I have to say I don’t know why there are so many Patriots fans down south. I happened to be going through the New Orleans airport during the Super Bowl, which was the best Super Bowl ever since the Eagles won and it was a great game. You have to agree even though you may not have enjoyed the outcome. When I was going through the airport, people were huddled. It was the final couple of minutes. People were huddled around TVs and they didn’t all have jerseys on, but you could tell by the very hushed and depressing look of the groups that they were not with us on the Eagles.

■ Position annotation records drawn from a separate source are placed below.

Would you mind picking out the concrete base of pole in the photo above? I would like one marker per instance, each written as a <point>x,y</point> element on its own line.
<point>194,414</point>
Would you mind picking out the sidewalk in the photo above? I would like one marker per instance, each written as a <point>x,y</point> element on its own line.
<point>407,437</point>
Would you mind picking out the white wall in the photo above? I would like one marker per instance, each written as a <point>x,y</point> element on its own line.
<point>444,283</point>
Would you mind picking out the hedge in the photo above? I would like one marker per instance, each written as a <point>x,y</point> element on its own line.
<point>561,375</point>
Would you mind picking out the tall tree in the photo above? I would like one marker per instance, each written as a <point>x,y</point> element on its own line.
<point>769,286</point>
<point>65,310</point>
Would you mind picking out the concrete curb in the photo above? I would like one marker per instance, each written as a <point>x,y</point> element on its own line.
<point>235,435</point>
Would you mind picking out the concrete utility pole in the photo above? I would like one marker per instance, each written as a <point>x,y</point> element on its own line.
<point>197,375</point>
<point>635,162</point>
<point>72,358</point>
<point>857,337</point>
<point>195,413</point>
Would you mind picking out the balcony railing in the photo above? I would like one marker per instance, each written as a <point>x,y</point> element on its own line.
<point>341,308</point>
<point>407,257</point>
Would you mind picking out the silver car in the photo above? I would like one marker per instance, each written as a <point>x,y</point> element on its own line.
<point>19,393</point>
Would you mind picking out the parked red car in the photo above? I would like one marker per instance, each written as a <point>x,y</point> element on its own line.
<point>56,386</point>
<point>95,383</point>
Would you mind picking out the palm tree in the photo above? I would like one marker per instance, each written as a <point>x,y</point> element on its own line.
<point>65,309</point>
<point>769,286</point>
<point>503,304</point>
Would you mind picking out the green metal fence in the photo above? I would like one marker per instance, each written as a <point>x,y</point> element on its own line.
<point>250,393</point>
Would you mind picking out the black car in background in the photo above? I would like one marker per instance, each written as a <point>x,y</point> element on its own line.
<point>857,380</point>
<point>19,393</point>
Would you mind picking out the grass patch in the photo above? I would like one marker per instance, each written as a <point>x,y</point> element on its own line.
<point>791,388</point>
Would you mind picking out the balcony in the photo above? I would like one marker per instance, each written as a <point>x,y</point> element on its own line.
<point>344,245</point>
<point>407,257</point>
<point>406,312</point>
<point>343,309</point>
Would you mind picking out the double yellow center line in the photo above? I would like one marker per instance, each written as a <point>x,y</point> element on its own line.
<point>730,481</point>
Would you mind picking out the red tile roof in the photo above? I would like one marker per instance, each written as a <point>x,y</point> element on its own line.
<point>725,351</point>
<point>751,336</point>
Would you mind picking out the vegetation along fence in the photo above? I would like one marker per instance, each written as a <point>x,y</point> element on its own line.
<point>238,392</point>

There are a lot of New England Boston sports fans especially because of their success. My grandfather grew up during a time where the Red Sox never won. The Patriot never won. It was only the Celtics in the ‘60s and the ‘80s and the Bruins, once in a while so he never got to enjoy any of it. Anyone who’s grown up in the last twenty years, Boston sports has definitely been extremely spoiled.
I’m not a huge football fan, but I tend not to like teams that win a lot. I like underdog stories. Maybe that’s why I’m into notes. It’s all underdogs in notes. The tales of struggle. Speaking of which, what has just happened for you?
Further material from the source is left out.